The Frozen soundtrack set quite a precedent back in 2013 when its original song, “Let It Go”, became a cultural phenomenon overnight. Performed by Idina Menzel, “Let It Go” has yet to be dethroned on Spotify as the most streamed Disney song in the modern catalogue of Disney music, which currently has over 300 million listens. According to Nielsen music, Frozen 2 shared in its predecessor’s success reaching No. 1 on the Billboard 200 albums chart by the third week of its release, with 80,000 album sales in the United States and 51 million streams. Despite not having a stand-out hit similar to “Let It Go,” the Frozen 2 soundtrack is the better soundtrack of the two because it has a wide range of tracks that are consistently strong, and that deepen the audiences’ understanding of the characters and the world they live in.
While many of the songs featured on the Frozen soundtrack may be witty and fun, the content of the tracks are significantly less substantial when compared to the soundtrack of Frozen 2. As the first film in the franchise, many of the songs in Frozen are burdened with the responsibility of introducing the characters to the audience and only has enough time to explore one dimension of their personalities. “In Summer,” the snowman Olaf’s (Josh Gad) serenade to the season in which he describes his excitement about experiencing summer for the first time, highlights Olaf’s innocence as a character that was literally born yesterday thanks to Elsa’s ice magic.
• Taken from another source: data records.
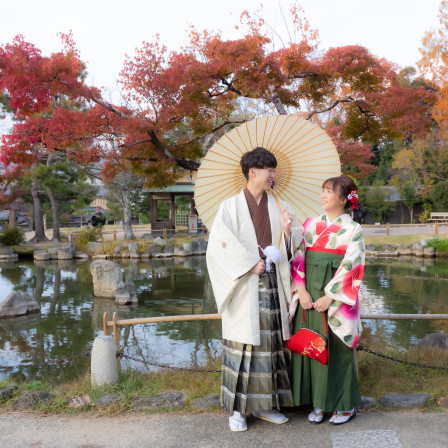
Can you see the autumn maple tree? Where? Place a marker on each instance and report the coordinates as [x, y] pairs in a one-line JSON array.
[[174, 101]]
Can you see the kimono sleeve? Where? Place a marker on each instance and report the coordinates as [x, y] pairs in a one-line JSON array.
[[344, 286], [227, 259]]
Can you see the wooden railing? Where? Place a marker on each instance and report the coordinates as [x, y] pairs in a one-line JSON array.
[[115, 323]]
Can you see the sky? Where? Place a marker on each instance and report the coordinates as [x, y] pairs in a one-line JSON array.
[[106, 30]]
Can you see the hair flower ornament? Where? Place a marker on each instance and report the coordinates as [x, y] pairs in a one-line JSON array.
[[353, 198]]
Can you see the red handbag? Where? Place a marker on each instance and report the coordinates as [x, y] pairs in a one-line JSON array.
[[309, 343]]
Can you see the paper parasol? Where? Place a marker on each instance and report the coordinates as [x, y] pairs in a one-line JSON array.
[[305, 154]]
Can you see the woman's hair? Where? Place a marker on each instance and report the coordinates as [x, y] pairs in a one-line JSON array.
[[343, 185], [257, 158]]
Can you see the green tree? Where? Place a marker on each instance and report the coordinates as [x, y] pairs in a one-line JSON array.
[[378, 202], [410, 197]]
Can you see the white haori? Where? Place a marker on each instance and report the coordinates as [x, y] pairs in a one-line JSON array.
[[231, 253]]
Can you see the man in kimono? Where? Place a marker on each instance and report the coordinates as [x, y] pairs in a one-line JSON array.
[[247, 259]]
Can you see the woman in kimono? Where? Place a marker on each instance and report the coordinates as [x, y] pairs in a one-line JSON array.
[[326, 274]]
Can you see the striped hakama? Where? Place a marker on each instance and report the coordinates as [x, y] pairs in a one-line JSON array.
[[255, 378]]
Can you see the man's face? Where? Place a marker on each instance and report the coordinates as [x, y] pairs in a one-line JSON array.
[[262, 178]]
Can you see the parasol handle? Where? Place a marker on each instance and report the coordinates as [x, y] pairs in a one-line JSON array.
[[282, 209]]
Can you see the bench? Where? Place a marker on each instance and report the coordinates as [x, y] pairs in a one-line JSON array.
[[438, 217]]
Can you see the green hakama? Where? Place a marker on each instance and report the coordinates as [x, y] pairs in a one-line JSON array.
[[333, 387]]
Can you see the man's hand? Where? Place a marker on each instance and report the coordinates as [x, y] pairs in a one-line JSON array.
[[305, 298], [286, 219], [259, 268], [323, 303]]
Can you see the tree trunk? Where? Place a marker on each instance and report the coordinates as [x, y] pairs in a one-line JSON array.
[[54, 207], [55, 212], [127, 215], [39, 231], [278, 103]]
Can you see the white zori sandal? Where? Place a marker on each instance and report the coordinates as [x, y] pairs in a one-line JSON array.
[[316, 416], [271, 416], [237, 422], [341, 417]]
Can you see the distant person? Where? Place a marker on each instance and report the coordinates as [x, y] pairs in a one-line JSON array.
[[98, 219], [358, 213]]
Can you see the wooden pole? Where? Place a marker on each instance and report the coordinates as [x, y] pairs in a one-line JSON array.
[[116, 330], [105, 327], [191, 317], [405, 316]]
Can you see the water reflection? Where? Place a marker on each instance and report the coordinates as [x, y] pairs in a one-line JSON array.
[[411, 286], [71, 317]]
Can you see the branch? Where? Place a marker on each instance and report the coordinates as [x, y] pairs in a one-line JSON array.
[[302, 75], [110, 107], [230, 86], [211, 132], [347, 99]]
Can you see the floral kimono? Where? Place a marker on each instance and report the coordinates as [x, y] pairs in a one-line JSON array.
[[329, 262]]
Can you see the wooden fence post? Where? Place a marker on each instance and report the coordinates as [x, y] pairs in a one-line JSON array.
[[105, 327], [116, 330]]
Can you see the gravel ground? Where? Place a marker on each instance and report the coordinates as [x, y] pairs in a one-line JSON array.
[[410, 429]]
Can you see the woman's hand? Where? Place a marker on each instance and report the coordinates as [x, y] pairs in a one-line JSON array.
[[305, 298], [259, 268], [286, 219], [323, 303]]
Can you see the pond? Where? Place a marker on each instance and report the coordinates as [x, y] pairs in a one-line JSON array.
[[71, 317]]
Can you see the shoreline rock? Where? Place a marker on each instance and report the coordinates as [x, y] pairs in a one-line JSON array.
[[18, 303]]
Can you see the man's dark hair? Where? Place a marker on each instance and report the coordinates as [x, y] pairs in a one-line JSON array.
[[257, 158]]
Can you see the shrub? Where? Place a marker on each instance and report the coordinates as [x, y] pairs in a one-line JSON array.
[[11, 236], [425, 215], [86, 235], [439, 245]]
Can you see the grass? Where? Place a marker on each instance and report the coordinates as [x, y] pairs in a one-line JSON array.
[[377, 376], [400, 240], [131, 384]]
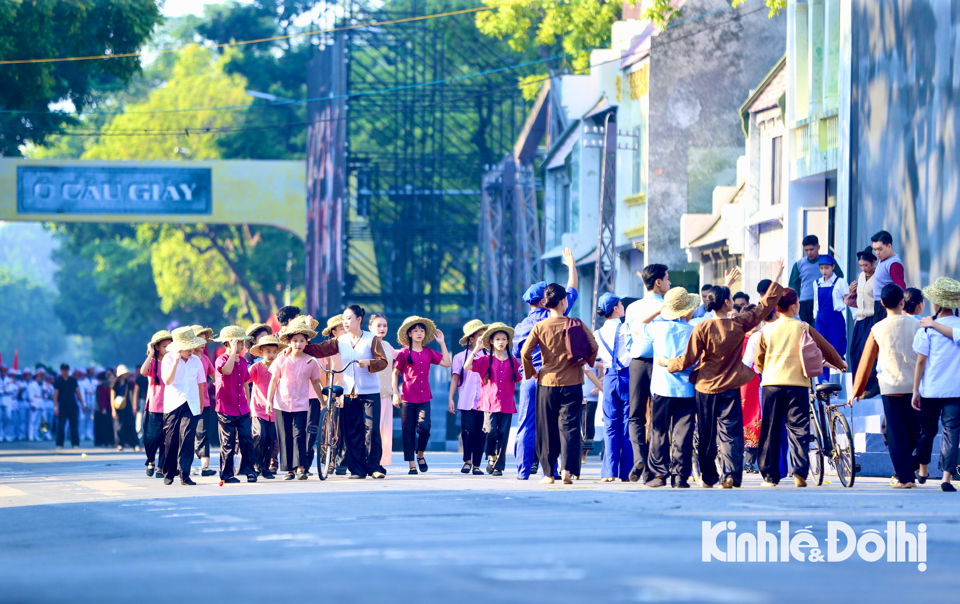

Anna’s (Kristen Bell) hyper-aware duet “Love Is An Open Door” presents her as a naive romantic, Disney’s own way of poking fun at its first era of Disney Princesses who fell in love with princes they’d just met. Since “Let it Go” is the only song with a more profound message, it carries the Frozen soundtrack.
As the second film in the franchise, Frozen 2 had the advantage of building on the base established within Frozen andallowed for the characters to develop more within their own individual ballads. Olaf’s solo “When I’m Older” boasts another level of maturity as he sings about one day having the wisdom to look back at his current fears and understand they were unnecessary by changing his perspective. Anna’s journey is elevated from the naive princess to the strong protagonist who learns to stand on her own after she loses her sister within the song “The Next Right Thing.” The Frozen 2 soundtrack explores a similar growth by not relying so heavily on Elsa’s ballads, “Into The Unknown” and “Show Yourself”, to push the story forward, making the entire album stronger as a result.
Not only does Frozen 2 further develop both the major and minor characters within the music of Frozen 2, but the music is also better incorporated into the overall plot of the sequel. A mysterious voice singing to Elsa in the wind is the instigator of the entire plot, which sends her on a journey of self-discovery through the Enchanted Forest. In the opening scenes of Frozen 2, Elsa and Anna’s mother, Iduna (Evan Rachel Wood), sings them the lullaby “All Is Found”, which becomes an important roadmap on their journey, informing Elsa that she’ll find the truth about the past and about herself at the river Ahtohallan.
While the Frozen 2 soundtrack is the stronger of the two, ironically, its strength arises from the very existence of the first Frozen soundtrack. By establishing the characters within the first film, Frozen 2’s soundtrack was all the more enjoyable hearing new melodies from the Disney characters fans already know and love.